ピカソ美術館の門を通り過ぎてすぐの、いかにもパリらしい家並みに長暖簾。窓辺には生け花と盆栽がすっきりと飾られている。暖簾をくぐって中へ入ると、作務衣姿の女性が迎えてくれる。たたきから奥へ進むには、ここで靴を脱ぐ。靴を脱ぐという行為は日本ならごく当たり前のことだが、フランスではとても珍しい。女性が絶妙のタイミングですすめてくれる、これもまた和風のスリッパに履き替えて一段上がると、ふすま、天井、廊下といい、まるで京都の老舗旅館にでも来たような心地がする。
この新しいアドレスをサイトで初めて見た時、私はサイトの写真が出来すぎなんだろうとタカをくくっていた。けれども、実際に訪れてみると、真似っこ、張りぼての印象はまったくない。逆に、しつらえが本格的というだけでなく、空間に満ちている静寂や上品な気のようなものを感じて、すこし身が引き締まるような思いになったほどだ。
こんな日本空間をパリの真ん中に実現させたのはいったいどんな人なのか。ここまで徹底しているからには、おそらく日本人では、と思ったのだが、さにあらず。その方は、若いフランス人女性だった。
Sandra JOLLET(サンドラ・ジョレ)さん、33歳。
「リョカンのようなメゾンを作るのが長年の夢でした」
彼女は最初にそう口にした。
日本が大好きなフランス人は少なくない。しかし、ここまで日本そのもののような空間、雰囲気を実現するのはなかなかのものだ。
サンドラさんは生粋のフランス人だが、父親はリヨンで指圧と鍼の診療所を開いていて、母親はマクロビオティックを実践するという家に生まれ育った。
「子どもの頃から、日本にはとても親しみを持っていました。味噌、ごま、たまり…。食事だけでなく、フィロソフィーもそうです。家には禅に関する本がたくさんありましたし、13歳からヨガを始めました。友達がモダンジャズとかをしているときに私はヨガ。それも、今はやりのスポーツ的なヨガではなく、内面的なものを大切にするヨガです」
長じてからは、エステティシャンの経験を積み、マッサージの技術も習得。ヘルスケアの分野でキャリアを重ねた。そしてずっと憧れていた日本に24歳の時に訪れている。
「本当に素晴らしかった。東京と京都に行きましたが、京都の方が好きでした。

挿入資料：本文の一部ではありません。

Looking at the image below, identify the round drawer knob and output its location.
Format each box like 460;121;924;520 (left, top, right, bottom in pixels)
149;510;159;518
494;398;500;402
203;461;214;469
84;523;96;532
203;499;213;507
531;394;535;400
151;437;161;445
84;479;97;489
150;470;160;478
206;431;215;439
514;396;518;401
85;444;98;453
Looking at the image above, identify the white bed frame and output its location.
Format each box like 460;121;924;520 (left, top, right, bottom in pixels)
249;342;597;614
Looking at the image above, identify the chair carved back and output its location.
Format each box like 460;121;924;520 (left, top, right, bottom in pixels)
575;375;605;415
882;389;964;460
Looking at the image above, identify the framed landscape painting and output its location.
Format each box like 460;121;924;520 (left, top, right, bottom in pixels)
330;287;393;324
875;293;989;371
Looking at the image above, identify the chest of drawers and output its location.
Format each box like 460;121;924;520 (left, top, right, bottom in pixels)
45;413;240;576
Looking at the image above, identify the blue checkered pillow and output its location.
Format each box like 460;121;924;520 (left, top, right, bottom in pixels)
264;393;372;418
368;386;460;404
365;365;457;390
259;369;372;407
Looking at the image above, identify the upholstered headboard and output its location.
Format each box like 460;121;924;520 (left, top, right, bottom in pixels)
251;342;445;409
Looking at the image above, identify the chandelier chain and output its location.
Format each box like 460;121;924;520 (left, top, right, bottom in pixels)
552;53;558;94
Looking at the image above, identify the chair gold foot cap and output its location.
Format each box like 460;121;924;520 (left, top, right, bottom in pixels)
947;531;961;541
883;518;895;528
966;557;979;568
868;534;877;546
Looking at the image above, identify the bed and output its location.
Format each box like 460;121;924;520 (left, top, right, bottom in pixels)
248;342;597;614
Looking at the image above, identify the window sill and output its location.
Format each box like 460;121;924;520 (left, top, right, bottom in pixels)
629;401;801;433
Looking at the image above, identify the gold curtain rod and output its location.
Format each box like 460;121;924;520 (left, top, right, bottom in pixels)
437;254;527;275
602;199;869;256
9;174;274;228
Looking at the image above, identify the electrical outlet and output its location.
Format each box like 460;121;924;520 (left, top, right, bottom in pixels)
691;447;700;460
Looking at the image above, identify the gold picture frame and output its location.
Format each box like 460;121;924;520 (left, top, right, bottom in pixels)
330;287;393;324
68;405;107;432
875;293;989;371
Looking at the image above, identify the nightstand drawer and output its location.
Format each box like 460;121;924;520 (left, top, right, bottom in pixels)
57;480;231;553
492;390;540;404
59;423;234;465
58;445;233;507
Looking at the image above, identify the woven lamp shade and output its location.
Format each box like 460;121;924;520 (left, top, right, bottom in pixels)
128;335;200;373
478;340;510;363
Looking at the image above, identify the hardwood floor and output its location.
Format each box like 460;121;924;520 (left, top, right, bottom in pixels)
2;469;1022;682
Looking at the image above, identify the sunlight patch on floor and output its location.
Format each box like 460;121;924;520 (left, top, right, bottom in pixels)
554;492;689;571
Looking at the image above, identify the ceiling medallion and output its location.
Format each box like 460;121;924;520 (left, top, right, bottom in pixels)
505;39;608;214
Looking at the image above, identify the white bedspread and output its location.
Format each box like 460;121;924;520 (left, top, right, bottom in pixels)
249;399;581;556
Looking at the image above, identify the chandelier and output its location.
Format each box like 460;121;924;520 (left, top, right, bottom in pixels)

自然と一体になっている佇まい、旅館、お風呂…。もちろん、日本といっても色々な面がありますが、私は伝統的なもの、伝統の技、食事、ソフィスティケートされた文化やリスペクトのあるところにとても惹かれました。世界中のどこにもない特別な場所だと思いました」
訪日外国人が増える一方の昨今。日本でサンドラさんのような感銘を受ける人は数え切れないほどいるに違いない。けれども、彼女はそこからさらに進んで、夢の”旅館”、自分の好きな物だけで埋め尽くしたとことん納得のゆくマッサージサロンをパリで実現すべく5年ほど前から周到な準備をした。腹式呼吸、経絡やツボを刺激する指圧、リンパドレナージュなどを盛り込んだ独自のマッサージメソッドを開発する一方、調度品をはじめ、テキスタイル、お茶など、サロンを満たす品々を選ぶために、何度も日本に訪れた。
「タオルは今治、お茶は掛川。オーガニックの緑茶であるのはもちろんですが、フランスの認証”エコセール ”もとりましたし、放射能検査もこちらでしています。まずは自分自身が商品を詳しく知りたかったし、お客さまにお勧めする以上は、最高の品質のものを手の届く値段でご提供したいと思いましたので、生産者と直接取引をしています」
今治のタオルから、布団、指圧の施術でお客様に着てもらう甚平、ティッシュペーパーやトイレットペーパーに至るまで、可能な限りオーガニックの素材を使っているというこだわりようだ。
「私の家がすでにそうです。だからここでも自分らしいもので揃えたかった。その場にあるすべてのもの、ディテールそれぞれにエネルギーがあると思います。これはフランス人にはあまり馴染みのない考え方ですが、日本の方ならお分かりになると思います。だからできるだけオーガニックなものにこだわりました」
施術者もまた日本人。すでにエステティシャンなどの経験がある技術者にサンドラさんのメソッドをひと月以上かけて習得してもらった上で仕事に臨む。
私は2度ほど体験してみたが、なかなか入念なマッサージで、体の芯まで覚醒させるような充実の1時間だった。
さらに施術の前と後、丁寧に淹れたお茶でもてなされるのもまたゆかしい日本の心遣い。
オープンから数ヶ月、「飛行機に乗らなくてもここで同じような体験ができる」と、日本通のフランス人にも好評で、性別や年齢、また国籍を問わず常連になる人が増えているという。